# How do I stop my dog from stealing gloves from kids' hands?



## Leslie B (Mar 17, 2011)

This is all about setting him up with gloves and correcting him when he goes for them. You cannot ever let him get even one of them or that will reward him. 

Is it only with children or does he go for go for gloves on teens and adults?


----------



## quilter (Sep 12, 2011)

Somewhere out there on the internet is a training program for desensitizing dogs from nipping at hands waving around them. You could probably adapt that for gloves. From what I remember, you click for not grabbing the glove and slowly work the glove closer and closer to the puppy. 

Another method is to train an incompatible behavior. Casper goes for socks. Oh, endless mornings of getting my socks back. It's so hard not to wave them around while putting them on! So I trained him to backup, down, and stay while I put on my socks. Then he gets a treat. Oh sure, I could have put him in another room every time, but where would be the fun in that?

All that said, our weather is mild enough that not many people are typically wearing gloves, so I'm no expert on gloves.


----------



## Yaichi's Mom (Jul 21, 2012)

Have you been training him to "leave it"?

This is an essential command IMHO and once trained, should work for anything including gloves.


----------



## GinnyinPA (Oct 31, 2010)

I agree that working on leave it is the best idea.
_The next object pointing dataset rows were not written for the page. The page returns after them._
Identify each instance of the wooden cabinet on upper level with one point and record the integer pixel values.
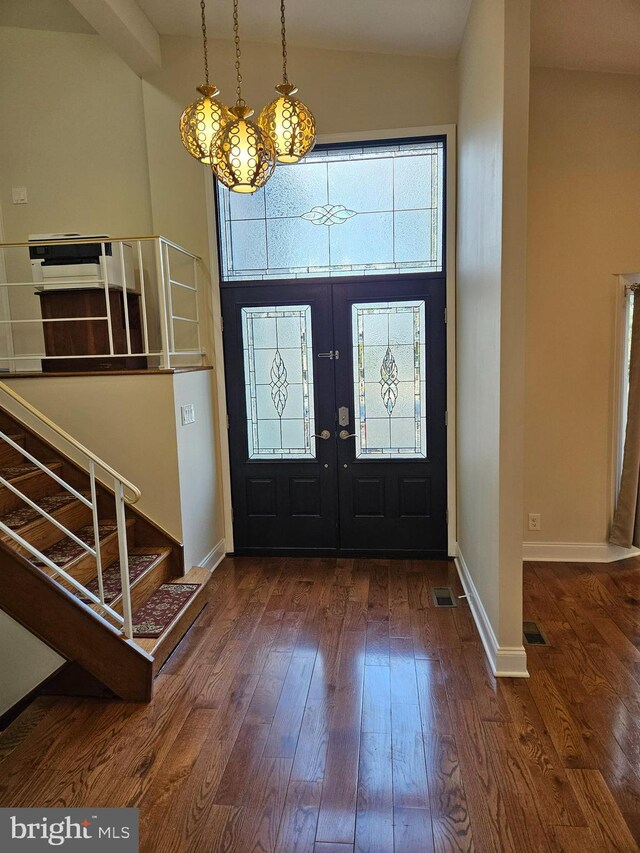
(90, 337)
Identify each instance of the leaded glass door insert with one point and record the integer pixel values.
(337, 417)
(389, 356)
(278, 370)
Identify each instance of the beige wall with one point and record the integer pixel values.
(24, 664)
(493, 67)
(584, 210)
(73, 134)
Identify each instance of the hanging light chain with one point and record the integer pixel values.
(236, 37)
(283, 24)
(204, 41)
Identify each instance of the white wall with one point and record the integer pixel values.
(198, 470)
(493, 68)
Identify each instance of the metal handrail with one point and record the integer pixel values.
(74, 443)
(84, 240)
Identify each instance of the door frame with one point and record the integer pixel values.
(449, 132)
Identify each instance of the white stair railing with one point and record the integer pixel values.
(124, 271)
(124, 492)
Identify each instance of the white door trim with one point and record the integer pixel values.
(449, 132)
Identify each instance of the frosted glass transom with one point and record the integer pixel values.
(366, 210)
Short term, you might try spraying the kids' gloved hands with bitter apple. They'll be a lot less interesting if they taste bad. We did this when we first got Ben and he would bite our hands in play.


----------



## Lise123 (Jan 1, 2014)

Leslie B said:


> This is all about setting him up with gloves and correcting him when he goes for them. You cannot ever let him get even one of them or that will reward him.
> 
> Is it only with children or does he go for go for gloves on teens and adults?


He doesn't go for my gloves, but he does go for the neighbors' gardening gloves, work gloves on adult men doing construction, etc. 

I will get the clicker and glove my seven-year-old son and start working on "leave it" and "back up." Since we have restarted dog school, I'm seeing a lot of improvement in Bailey. He's still 100% teenager, but he is reachable and trainable. 

Thank you to everyone for your responses! I appreciate the help.


----------



## goldenSkye1 (Oct 9, 2014)

This may sound harsh, but take a glove and coat it with hot sauce, then allow your dog to take it. She will associate the glove with a terrible taste, and it may help her not be so keen on those nasty gloves anymore!


----------